Download the PDF here

The following article originally appeared on Navigating the Storm, the blog of Kali Akuno. We are reposting it here for study and discussion. The piece is also available as a PDF.

Barack Obama and the New Afrikan1 “National Question”. Are We Free Yet?
 
by Kali Akuno

Saturday, May 24th, 2008  
 
In Honor of the 83rd Birthday of Malcolm X and the clarity he brought to the New Afrikan revolutionary movement.
 
Since the stunning Iowa victory of Senator Barack Obama in January, a great deal has been said and written about the declining or ongoing significance of “race” and “racial prejudice” in US society and the prospect of a person of Afrikan descent being its President as proof of its substantive social transformation. While this discussion must be regarded as an advance over the conservative moralistic and race-coded discussions that have dominated political debate in the US since the 1980’s, we must acknowledge its critical limitations. 
 
In the main, these discussions individualize the issues and only engage the behavioral and subjective aspects of inequality and oppression.
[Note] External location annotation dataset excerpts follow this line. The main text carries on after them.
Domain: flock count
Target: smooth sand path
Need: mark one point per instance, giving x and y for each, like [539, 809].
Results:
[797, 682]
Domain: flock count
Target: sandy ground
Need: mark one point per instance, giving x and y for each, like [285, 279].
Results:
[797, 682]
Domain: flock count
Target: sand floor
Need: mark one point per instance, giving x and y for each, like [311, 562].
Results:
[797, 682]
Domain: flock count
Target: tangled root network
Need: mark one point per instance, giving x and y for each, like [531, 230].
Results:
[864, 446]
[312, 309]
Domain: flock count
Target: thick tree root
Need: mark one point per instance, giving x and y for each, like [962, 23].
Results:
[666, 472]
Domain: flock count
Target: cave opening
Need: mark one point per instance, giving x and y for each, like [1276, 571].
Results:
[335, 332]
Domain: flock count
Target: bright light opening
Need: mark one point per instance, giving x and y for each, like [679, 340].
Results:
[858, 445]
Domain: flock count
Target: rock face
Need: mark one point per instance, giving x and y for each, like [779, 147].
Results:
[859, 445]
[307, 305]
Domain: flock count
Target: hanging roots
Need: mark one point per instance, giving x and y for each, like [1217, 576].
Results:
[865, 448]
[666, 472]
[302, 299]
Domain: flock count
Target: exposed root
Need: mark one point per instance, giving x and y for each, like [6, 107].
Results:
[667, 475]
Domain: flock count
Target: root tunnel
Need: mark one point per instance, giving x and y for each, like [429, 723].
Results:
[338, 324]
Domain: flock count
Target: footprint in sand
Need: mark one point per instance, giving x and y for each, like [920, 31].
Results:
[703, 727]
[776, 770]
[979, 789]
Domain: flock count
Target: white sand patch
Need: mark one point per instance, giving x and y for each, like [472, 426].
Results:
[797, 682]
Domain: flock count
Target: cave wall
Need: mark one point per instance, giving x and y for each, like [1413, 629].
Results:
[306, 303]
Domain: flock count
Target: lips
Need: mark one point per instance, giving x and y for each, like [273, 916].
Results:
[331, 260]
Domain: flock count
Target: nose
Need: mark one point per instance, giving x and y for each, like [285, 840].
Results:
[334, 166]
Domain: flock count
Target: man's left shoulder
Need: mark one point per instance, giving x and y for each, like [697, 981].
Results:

What is fundamentally missing is a critical discussion of the structural and systemic nature of oppression and exploitation within the US and how the Obama campaign “phenomenon” relates to these structures and dynamics. 
 
This paper seeks to investigate the strategic relationship of the Obama campaign to the structural dynamics of oppression and exploitation within the US.  In particular, it will focus on the question of New Afrikan or Black national oppression within the US and how the Obama campaign addresses this oppression. It also seeks to address certain strategic questions that progressive forces within the national liberation and multi-national working class movements must struggle with over the course of the next six months in order to ensure that our demands and interests are advanced – regardless of whether Obama wins or loses the Presidential election in November.   
 
Some of the strategic questions this paper seeks to address are: 
1.  What is Obama’s organic relationship to the New Afrikan or Black nation? 
2.  What class position, alignment and program does Obama represent? 
3.  How does Obama’s campaign strategy and program relate to the historic interests and demands of the Black nation?